Francis is best known for her hit songs “Stupid Cupid,” “Lipstick on Your Collar,” “Everybody’s Somebody’s Fool,” and “Who’s Sorry Now,” as well as 1962’s “Pretty Little Baby,” which recently went viral on TikTok.
Having been born Concetta Franconero in New Jersey in 1937, Francis began performing in talent competitions and pageants when she was just 4 years old.
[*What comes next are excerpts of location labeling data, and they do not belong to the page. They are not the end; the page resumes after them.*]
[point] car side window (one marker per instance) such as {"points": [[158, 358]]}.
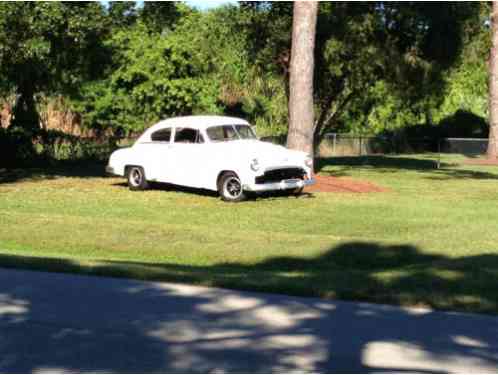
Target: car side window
{"points": [[162, 135], [188, 135]]}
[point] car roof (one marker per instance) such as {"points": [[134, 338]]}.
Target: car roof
{"points": [[195, 122]]}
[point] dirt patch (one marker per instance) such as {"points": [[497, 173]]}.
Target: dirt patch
{"points": [[331, 184], [481, 162]]}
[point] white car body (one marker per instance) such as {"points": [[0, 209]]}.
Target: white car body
{"points": [[200, 165]]}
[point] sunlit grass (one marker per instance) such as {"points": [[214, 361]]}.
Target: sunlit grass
{"points": [[431, 239]]}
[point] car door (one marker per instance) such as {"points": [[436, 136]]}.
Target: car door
{"points": [[157, 155], [187, 157]]}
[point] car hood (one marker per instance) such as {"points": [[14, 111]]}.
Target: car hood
{"points": [[267, 153]]}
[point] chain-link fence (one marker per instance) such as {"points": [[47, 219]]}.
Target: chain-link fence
{"points": [[339, 144]]}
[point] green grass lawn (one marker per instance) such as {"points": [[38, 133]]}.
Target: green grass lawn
{"points": [[430, 240]]}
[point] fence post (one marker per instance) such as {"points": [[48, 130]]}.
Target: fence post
{"points": [[438, 153]]}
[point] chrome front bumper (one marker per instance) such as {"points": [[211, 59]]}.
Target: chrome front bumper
{"points": [[282, 185]]}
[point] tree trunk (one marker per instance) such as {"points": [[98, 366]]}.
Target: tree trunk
{"points": [[300, 136], [493, 86]]}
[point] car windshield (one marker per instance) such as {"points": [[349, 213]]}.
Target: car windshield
{"points": [[224, 133]]}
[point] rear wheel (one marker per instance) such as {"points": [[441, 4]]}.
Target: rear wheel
{"points": [[136, 178], [230, 188]]}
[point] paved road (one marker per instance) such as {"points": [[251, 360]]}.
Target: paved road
{"points": [[66, 323]]}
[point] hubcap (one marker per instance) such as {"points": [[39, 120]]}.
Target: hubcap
{"points": [[136, 177], [232, 187]]}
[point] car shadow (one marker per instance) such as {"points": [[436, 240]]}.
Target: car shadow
{"points": [[160, 186]]}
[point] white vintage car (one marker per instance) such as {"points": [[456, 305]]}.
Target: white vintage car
{"points": [[211, 152]]}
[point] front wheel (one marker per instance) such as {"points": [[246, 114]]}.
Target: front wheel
{"points": [[230, 188], [136, 178]]}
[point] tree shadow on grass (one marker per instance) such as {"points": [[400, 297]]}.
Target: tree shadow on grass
{"points": [[392, 164], [81, 169], [152, 328]]}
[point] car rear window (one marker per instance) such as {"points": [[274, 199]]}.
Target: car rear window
{"points": [[162, 135]]}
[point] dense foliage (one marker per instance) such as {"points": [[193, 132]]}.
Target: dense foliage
{"points": [[379, 66]]}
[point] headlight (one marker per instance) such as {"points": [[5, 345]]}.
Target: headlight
{"points": [[255, 165], [308, 161]]}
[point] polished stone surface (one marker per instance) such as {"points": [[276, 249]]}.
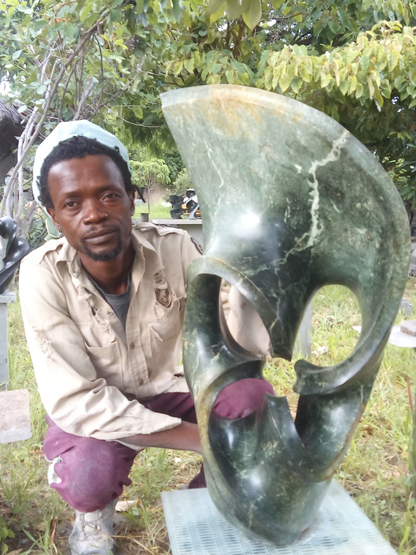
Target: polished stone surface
{"points": [[12, 250], [291, 202]]}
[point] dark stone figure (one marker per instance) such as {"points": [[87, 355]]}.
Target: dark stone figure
{"points": [[176, 202], [291, 202], [16, 249]]}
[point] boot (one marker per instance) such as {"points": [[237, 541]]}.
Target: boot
{"points": [[92, 532]]}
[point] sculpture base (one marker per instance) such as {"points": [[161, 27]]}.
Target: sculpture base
{"points": [[196, 528]]}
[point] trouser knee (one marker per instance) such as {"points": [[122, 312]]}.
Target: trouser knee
{"points": [[88, 473]]}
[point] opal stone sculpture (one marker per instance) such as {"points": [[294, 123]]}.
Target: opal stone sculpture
{"points": [[12, 250], [290, 202]]}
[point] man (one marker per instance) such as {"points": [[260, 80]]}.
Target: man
{"points": [[103, 311]]}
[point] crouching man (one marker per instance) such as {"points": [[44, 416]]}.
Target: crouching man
{"points": [[103, 312]]}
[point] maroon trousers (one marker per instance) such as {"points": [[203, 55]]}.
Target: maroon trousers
{"points": [[92, 472]]}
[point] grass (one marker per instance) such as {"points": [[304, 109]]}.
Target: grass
{"points": [[157, 211], [375, 470]]}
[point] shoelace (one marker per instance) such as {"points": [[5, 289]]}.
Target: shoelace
{"points": [[94, 528]]}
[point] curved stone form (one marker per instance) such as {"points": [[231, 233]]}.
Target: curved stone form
{"points": [[16, 249], [291, 202]]}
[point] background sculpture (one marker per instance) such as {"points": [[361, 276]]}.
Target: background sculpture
{"points": [[12, 250], [315, 208]]}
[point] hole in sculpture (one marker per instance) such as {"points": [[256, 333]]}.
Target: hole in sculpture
{"points": [[243, 321], [335, 313]]}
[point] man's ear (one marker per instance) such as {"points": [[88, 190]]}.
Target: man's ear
{"points": [[51, 212], [131, 197]]}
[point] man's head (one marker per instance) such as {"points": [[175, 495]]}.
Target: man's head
{"points": [[85, 186]]}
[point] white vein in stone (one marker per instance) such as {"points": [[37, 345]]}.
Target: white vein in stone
{"points": [[333, 155]]}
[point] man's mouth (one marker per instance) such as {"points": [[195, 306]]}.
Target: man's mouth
{"points": [[101, 236]]}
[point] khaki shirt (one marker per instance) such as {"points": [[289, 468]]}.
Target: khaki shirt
{"points": [[87, 367]]}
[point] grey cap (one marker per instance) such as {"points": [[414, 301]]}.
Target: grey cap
{"points": [[66, 130]]}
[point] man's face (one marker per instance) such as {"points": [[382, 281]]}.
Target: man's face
{"points": [[91, 206]]}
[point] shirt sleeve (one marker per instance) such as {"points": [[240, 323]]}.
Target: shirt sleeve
{"points": [[76, 399]]}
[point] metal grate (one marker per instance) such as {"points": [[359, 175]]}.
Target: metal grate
{"points": [[341, 528]]}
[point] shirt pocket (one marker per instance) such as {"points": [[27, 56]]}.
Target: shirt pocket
{"points": [[107, 363], [165, 337], [168, 322]]}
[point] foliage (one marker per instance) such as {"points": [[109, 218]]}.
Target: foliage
{"points": [[109, 62], [182, 183], [150, 173], [175, 165], [374, 470], [5, 534]]}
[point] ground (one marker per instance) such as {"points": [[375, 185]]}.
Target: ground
{"points": [[375, 471]]}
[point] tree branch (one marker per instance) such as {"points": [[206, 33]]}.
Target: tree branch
{"points": [[48, 103]]}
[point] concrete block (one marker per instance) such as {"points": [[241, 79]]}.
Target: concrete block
{"points": [[14, 416], [409, 327]]}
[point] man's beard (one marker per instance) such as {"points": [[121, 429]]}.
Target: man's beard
{"points": [[106, 256]]}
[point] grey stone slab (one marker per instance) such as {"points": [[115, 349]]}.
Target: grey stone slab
{"points": [[340, 528], [14, 416]]}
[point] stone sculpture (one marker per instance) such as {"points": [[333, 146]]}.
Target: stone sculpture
{"points": [[290, 202], [12, 250]]}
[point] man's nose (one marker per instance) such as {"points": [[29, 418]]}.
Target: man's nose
{"points": [[93, 212]]}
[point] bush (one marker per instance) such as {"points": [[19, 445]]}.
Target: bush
{"points": [[182, 183]]}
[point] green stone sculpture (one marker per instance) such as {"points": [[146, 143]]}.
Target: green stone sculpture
{"points": [[290, 202]]}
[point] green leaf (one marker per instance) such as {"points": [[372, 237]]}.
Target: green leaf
{"points": [[233, 9], [216, 69], [177, 10], [138, 112], [116, 15], [394, 58], [378, 98], [83, 14], [189, 65], [197, 59], [304, 73], [360, 90], [230, 77], [370, 86], [177, 68], [285, 81], [296, 84], [353, 84], [344, 86], [325, 79], [214, 6], [253, 15]]}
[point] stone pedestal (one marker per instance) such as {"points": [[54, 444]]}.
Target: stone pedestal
{"points": [[340, 528], [14, 416], [6, 298]]}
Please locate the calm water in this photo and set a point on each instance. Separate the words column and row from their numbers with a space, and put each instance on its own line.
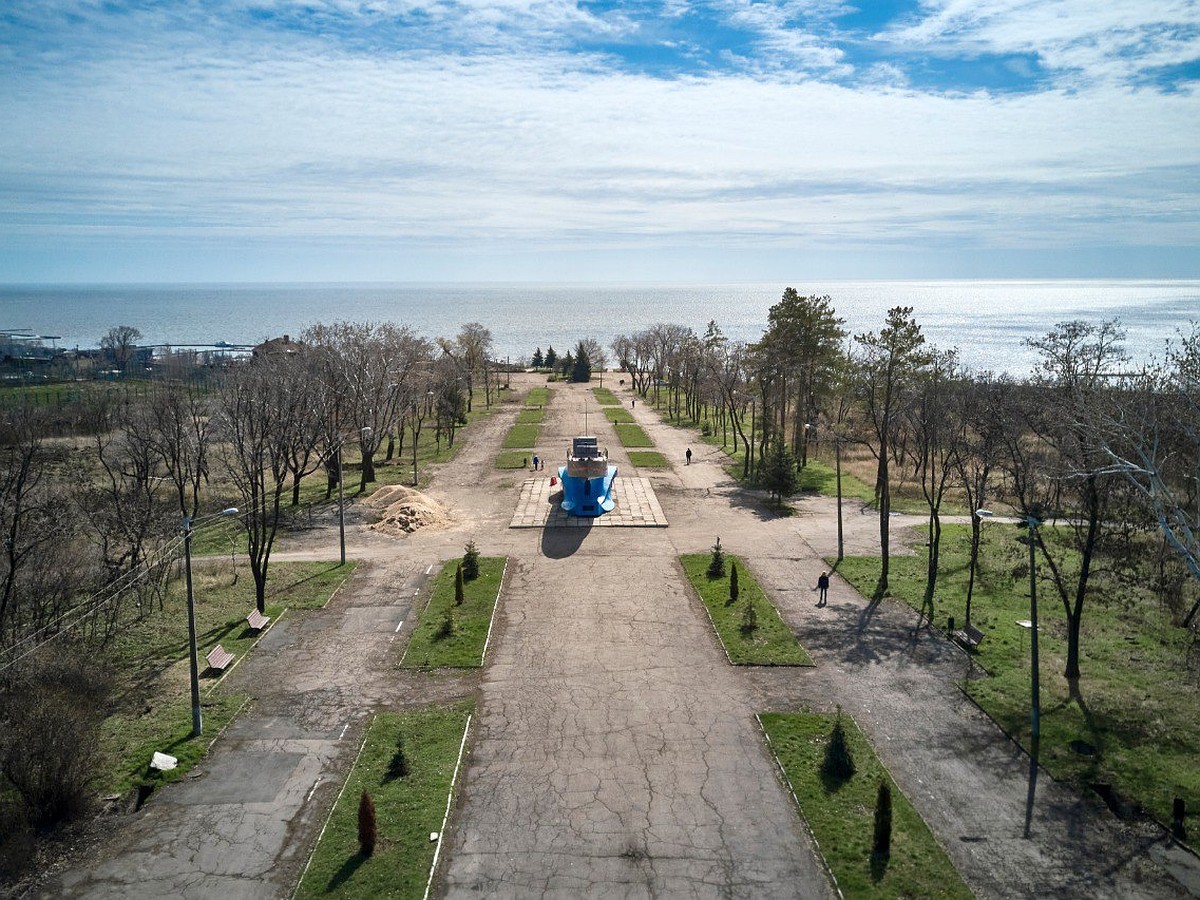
column 985, row 319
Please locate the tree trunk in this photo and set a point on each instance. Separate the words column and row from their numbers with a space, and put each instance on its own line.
column 885, row 493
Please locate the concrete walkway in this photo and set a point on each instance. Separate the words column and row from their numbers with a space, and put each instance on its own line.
column 617, row 753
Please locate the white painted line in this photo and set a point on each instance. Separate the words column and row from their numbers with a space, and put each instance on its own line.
column 454, row 780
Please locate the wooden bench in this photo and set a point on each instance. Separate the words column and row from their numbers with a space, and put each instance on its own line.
column 219, row 658
column 969, row 637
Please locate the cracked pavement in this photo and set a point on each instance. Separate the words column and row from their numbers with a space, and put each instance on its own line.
column 616, row 754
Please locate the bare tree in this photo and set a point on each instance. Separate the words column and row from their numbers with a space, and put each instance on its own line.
column 887, row 366
column 179, row 421
column 120, row 342
column 1067, row 468
column 935, row 451
column 255, row 421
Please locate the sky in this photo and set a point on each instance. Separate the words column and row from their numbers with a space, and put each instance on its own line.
column 685, row 141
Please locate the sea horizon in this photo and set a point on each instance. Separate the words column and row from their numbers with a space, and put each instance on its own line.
column 987, row 319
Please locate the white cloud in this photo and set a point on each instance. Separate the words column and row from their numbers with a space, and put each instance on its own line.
column 294, row 141
column 1097, row 42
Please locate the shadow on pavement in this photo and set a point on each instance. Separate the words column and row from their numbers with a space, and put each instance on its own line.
column 562, row 543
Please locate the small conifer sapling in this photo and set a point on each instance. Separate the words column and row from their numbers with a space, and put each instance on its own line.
column 881, row 846
column 367, row 832
column 717, row 562
column 839, row 763
column 471, row 562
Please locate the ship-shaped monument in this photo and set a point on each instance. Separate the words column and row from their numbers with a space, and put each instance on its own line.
column 587, row 478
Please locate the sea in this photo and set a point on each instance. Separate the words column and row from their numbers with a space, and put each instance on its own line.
column 988, row 322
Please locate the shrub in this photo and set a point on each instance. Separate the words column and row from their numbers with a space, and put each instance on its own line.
column 52, row 711
column 471, row 562
column 717, row 564
column 367, row 831
column 838, row 765
column 881, row 847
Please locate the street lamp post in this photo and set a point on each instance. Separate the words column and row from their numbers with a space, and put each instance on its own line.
column 1031, row 523
column 341, row 507
column 837, row 456
column 189, row 528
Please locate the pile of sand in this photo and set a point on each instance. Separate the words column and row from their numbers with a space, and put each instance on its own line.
column 403, row 510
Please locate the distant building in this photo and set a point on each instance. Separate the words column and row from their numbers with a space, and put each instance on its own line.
column 279, row 346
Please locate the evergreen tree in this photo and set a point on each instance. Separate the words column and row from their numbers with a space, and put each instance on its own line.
column 881, row 846
column 367, row 832
column 779, row 472
column 471, row 562
column 717, row 562
column 581, row 371
column 838, row 765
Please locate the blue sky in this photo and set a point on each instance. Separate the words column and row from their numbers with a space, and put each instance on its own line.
column 562, row 139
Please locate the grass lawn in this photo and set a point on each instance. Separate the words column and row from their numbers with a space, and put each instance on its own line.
column 514, row 460
column 1133, row 660
column 521, row 436
column 648, row 460
column 605, row 397
column 150, row 658
column 429, row 646
column 531, row 415
column 841, row 814
column 408, row 808
column 633, row 436
column 771, row 643
column 618, row 414
column 538, row 396
column 822, row 478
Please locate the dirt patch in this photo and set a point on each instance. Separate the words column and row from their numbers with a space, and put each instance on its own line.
column 402, row 510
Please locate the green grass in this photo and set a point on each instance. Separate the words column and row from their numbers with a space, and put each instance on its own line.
column 772, row 643
column 472, row 619
column 605, row 397
column 648, row 460
column 531, row 415
column 514, row 460
column 1132, row 661
column 822, row 478
column 538, row 396
column 407, row 809
column 521, row 436
column 841, row 815
column 633, row 436
column 150, row 658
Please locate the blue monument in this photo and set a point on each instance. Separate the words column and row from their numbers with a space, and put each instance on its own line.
column 587, row 479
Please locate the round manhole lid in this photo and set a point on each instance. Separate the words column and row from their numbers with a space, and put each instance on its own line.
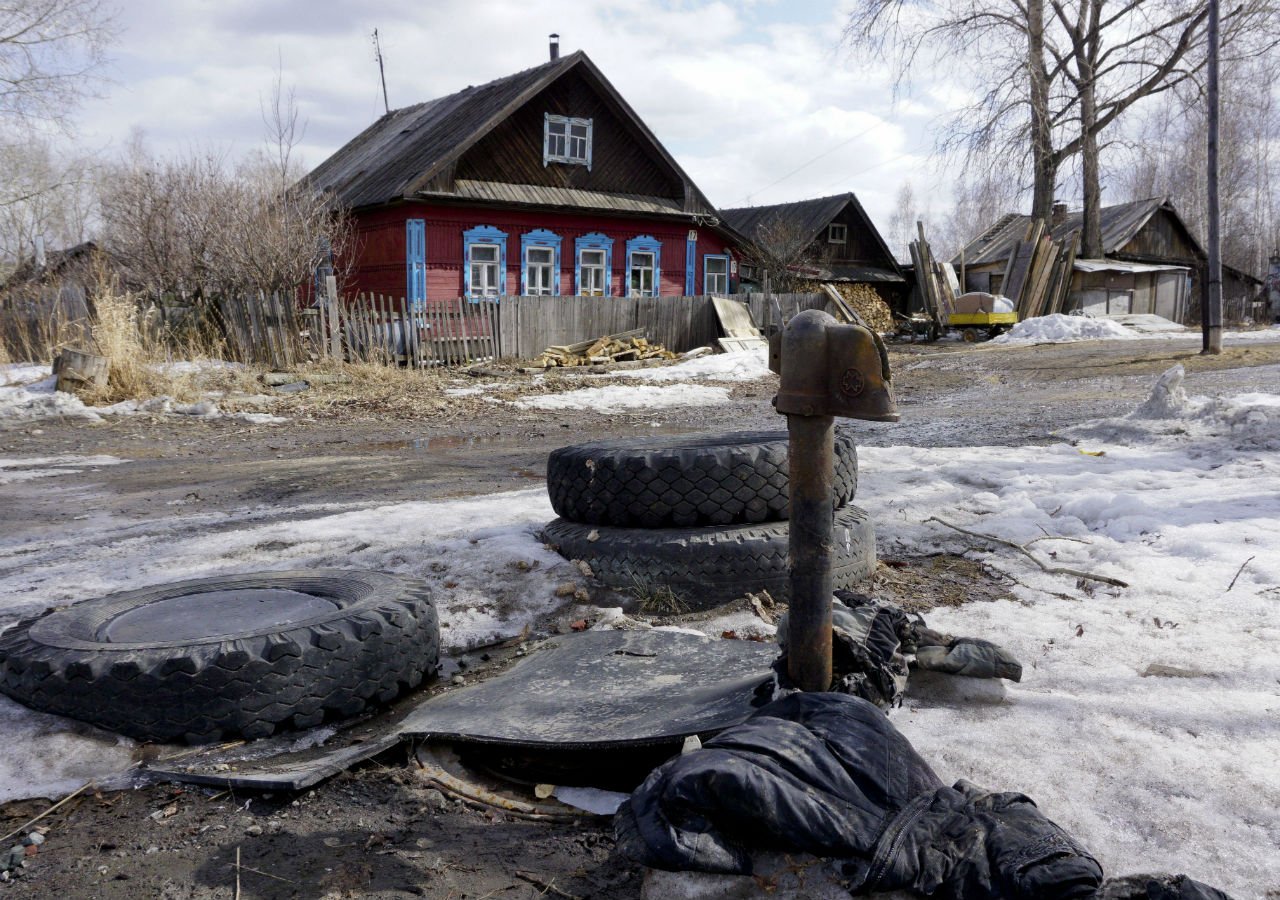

She eventually became a featured performer on NBC’s Startime Kids, where she was billed as Connie Francis.
After signing a record deal with MGM in 1955, Francis’ music career struggled to take off until her 1957 recording of “Who’s Sorry Now?” debuted on Dick Clark’s American Bandstand a year later and became an international hit.
Francis’ career was on the up from there, and she became the first solo female artist to have a No. 1 hit on the Billboard Hot 100 with her 1960 song “Everybody’s Somebody’s Fool.”

As her career began to wane in the late ’60s, Francis found herself in a dark place after being raped in 1974, temporarily struggling with her voice due to surgery in 1977, and losing her brother to a mafia hit in 1981. She began to have difficulties with her mental health and was hospitalized numerous times.
“To make a short story long, in the ’80s, I was involuntarily committed to mental institutions 17 times in nine years in five different states,” she told the Village Voice in 2011. “I was misdiagnosed as bipolar, ADD, ADHD, and a few other letters the scientific community had never heard of. A few years later, I was discovered to have had post-traumatic stress disorder following a horrendous string of events in my life.”
Francis would continue to advocate for victims of rape as part of a task force on violent crime within President Ronald Reagan’s administration, and in 2010, partnered with Mental Health America to raise awareness about the impacts of trauma and treatments for it.
In 2017, Francis told PEOPLE that she wanted to be remembered “not so much for the heights I have reached, but for the depths from which I have come.”